Tetapi pada saat yang sama perlu dicamkan bahwa ini juga tak boleh dijadikan dasar adanya tarian dalam ibadah / kebaktian. Apa yang terjadi dalam text ini bukan kebaktian, tetapi pesta / perayaan!
b) Apa yang dilakukan di sini jelas merupakan suatu kegilaan, karena:
1. Para gadis itu betul-betul diculik dan dipaksa menikah. Ini merupakan penindasan terhadap hak asazi mereka, dan sebetulnya tak terlalu berbeda dengan pemerkosaan.

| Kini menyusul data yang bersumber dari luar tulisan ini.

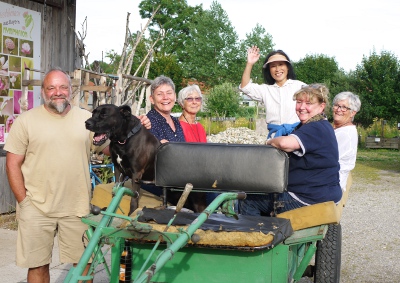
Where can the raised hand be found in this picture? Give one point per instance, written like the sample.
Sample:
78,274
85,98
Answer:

2. Pernikahan dengan masa pacaran yang terlalu singkat, yang menyebabkan kedua orang tersebut belum saling mengenal dengan baik, bisa membawa kehancuran. Apalagi yang terjadi dalam kasus ini, dimana gadis-gadis itu dipaksa kawin, dan tanpa ada perkenalan.
c) Mereka melakukan hal yang brengsek untuk menutupi akibat negatif dari sumpah sembarangan mereka.
Pulpit Commentary: “Note again the evil of rash vows, and how often chicanery is necessary in order to evade their evil consequences” (= Perhatikan lagi kejahatan / bencana dari nazar yang sembarangan, dan betapa sering penipuan / ketidak-jujuran harus dilakukan untuk menghindarkan akibat jahat itu) - hal 209.
Penutup / kesimpulan.
Dalam Kitab Suci ada beberapa contoh dari sumpah yang gegabah / sembarangan, padahal Kitab Suci jelas menyalahkan hal itu.
Contoh:
· sumpah Yefta (Hak 11:29-dst).
· sumpah raja Saul (1Samuel 14:24-dst).
· sumpah orang-orang yang mau membunuh Paulus (Kis 23:12-dst).
Karena itu jangan sembarangan dalam bersumpah, bernazar dan sebagainya.
Pkh 5:3-4 - “(3) Kalau engkau bernazar kepada Allah, janganlah menunda-nunda menepatinya, karena Ia tidak senang kepada orang-orang bodoh. Tepatilah nazarmu. (4) Lebih baik engkau tidak bernazar dari pada bernazar tetapi tidak menepatinya”.